Machine ​Learning for Modeling Complex Materials

Speaker: Serveh Kamravah, University of Wyoming

Abstract
In recent years, machine learning (ML) approaches have made it possible to extract and explore intricate patterns from big data. One of the fields that can benefit from the computational advantages that ML offers is materials characterization where we have complex heterogeneous morphology. The morphology of complex systems is one of the determinant elements that control a variety of their properties, such as flow, transport, mechanical and thermal behaviors. Such properties are often estimated using experimental and computational methods, which can be very costly and time-demanding. As such, faster and more automatic methods are required. Machine learning provides an alternative solution to this problem. In my presentation, I will talk about a deep learning model (DL) that can take the 3D morphology of complex materials and estimate their transport properties. Then, I will talk about applying DL for quantifying the accuracy of augmentation methods (used for constructing the large dataset) and identifying the method that can provide the best set of data by minimizing the discrepancy and expanding the variability. I will also discuss the application of deep learning for dynamic data when they change with time for a transport problem on a complex membrane system. I close this particular topic by describing how the governing equations can be used in DL for filling the gap in data and reducing the amount of training data.

Bio
Dr.
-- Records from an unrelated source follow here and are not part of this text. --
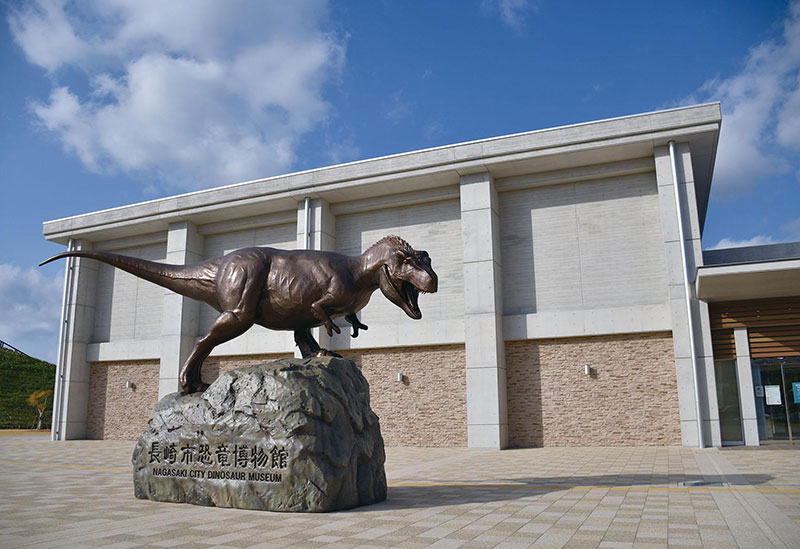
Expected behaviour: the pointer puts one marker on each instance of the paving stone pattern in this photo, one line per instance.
(80, 493)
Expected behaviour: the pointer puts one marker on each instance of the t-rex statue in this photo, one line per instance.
(284, 290)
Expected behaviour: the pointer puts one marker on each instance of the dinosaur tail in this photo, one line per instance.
(195, 281)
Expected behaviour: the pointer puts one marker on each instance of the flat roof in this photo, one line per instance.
(595, 142)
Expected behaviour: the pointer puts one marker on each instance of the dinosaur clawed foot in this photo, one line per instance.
(326, 352)
(330, 327)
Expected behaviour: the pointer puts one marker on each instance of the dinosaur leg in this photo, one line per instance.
(238, 297)
(357, 325)
(321, 314)
(309, 346)
(306, 343)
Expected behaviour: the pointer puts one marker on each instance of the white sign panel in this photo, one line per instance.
(773, 393)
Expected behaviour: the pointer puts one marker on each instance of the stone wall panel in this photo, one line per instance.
(631, 398)
(428, 408)
(115, 411)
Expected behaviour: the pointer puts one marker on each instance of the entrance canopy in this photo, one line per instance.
(754, 272)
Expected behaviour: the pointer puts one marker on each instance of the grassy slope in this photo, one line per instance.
(19, 377)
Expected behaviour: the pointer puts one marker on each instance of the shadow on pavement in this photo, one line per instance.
(433, 493)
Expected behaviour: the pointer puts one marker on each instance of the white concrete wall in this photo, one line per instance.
(128, 308)
(583, 251)
(434, 227)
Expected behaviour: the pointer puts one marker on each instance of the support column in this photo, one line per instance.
(487, 419)
(72, 389)
(747, 397)
(321, 237)
(677, 300)
(179, 321)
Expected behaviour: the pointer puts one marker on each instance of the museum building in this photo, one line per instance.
(575, 305)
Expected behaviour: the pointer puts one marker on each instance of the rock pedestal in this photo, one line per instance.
(290, 435)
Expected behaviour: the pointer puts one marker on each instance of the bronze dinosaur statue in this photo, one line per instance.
(285, 290)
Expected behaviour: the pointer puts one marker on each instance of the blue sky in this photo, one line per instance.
(108, 103)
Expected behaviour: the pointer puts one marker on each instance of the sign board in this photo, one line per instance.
(773, 393)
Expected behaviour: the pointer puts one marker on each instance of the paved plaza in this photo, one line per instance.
(80, 493)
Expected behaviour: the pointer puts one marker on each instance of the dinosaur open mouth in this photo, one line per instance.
(406, 295)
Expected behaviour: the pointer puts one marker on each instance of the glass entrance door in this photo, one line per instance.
(777, 385)
(730, 416)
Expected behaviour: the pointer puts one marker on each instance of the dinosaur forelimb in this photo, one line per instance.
(357, 325)
(321, 314)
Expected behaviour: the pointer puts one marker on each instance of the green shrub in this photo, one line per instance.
(21, 376)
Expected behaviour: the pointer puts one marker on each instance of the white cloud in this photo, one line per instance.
(760, 134)
(758, 240)
(197, 94)
(31, 306)
(512, 12)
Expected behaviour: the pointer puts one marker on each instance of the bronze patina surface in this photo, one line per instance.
(285, 290)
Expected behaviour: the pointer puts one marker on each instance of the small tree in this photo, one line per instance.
(38, 399)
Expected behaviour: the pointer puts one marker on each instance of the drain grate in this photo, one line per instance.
(702, 484)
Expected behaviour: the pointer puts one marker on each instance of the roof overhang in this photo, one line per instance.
(600, 142)
(780, 278)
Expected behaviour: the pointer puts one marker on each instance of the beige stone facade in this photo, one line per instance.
(115, 411)
(630, 399)
(428, 408)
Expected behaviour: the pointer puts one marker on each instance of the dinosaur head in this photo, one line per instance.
(405, 273)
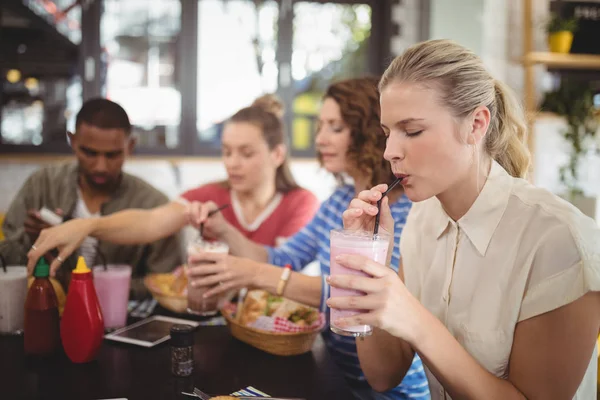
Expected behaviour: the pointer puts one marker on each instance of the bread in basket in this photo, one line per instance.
(274, 324)
(169, 290)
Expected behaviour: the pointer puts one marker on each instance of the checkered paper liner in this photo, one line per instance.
(281, 325)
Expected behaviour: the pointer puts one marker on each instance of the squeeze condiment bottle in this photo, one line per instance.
(41, 326)
(82, 325)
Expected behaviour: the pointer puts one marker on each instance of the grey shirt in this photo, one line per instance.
(56, 187)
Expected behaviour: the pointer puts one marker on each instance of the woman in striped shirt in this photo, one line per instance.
(349, 143)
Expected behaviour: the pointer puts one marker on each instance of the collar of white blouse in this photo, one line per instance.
(482, 219)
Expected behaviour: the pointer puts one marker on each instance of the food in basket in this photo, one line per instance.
(168, 284)
(259, 302)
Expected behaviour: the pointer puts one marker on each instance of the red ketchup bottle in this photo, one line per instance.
(41, 331)
(82, 325)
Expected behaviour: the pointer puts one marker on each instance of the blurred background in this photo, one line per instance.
(182, 67)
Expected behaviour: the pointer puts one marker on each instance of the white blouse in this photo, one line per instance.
(517, 253)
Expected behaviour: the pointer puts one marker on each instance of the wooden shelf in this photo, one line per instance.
(567, 61)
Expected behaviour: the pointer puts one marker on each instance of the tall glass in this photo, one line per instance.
(13, 291)
(198, 305)
(112, 287)
(354, 242)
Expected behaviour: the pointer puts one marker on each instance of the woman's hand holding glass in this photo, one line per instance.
(214, 227)
(387, 303)
(222, 272)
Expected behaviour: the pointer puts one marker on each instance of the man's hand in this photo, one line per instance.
(34, 223)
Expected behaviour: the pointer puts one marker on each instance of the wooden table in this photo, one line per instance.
(222, 365)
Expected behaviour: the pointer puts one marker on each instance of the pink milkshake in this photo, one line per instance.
(361, 243)
(112, 288)
(197, 304)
Serveh Kamrava joined the Department of Chemical Engineering at the University of Wyoming as an Assistant Professor in August 2021. She earned her Ph.D. in Chemical Engineering from the University of Southern California in 2020 where her research was focused on Complex Porous Materials Modeling using Machine Learning. She is a member of the Society of Women Engineers (SWE), the American Institute of Chemical Engineers (AIChE), and the American Physical Society (APS). Her research has been published in journals such as Neural Networks, Journal of Membrane Science, Physical Review E, Advances in Water Resources, Transport in Porous Media, and Nature Computational Materials.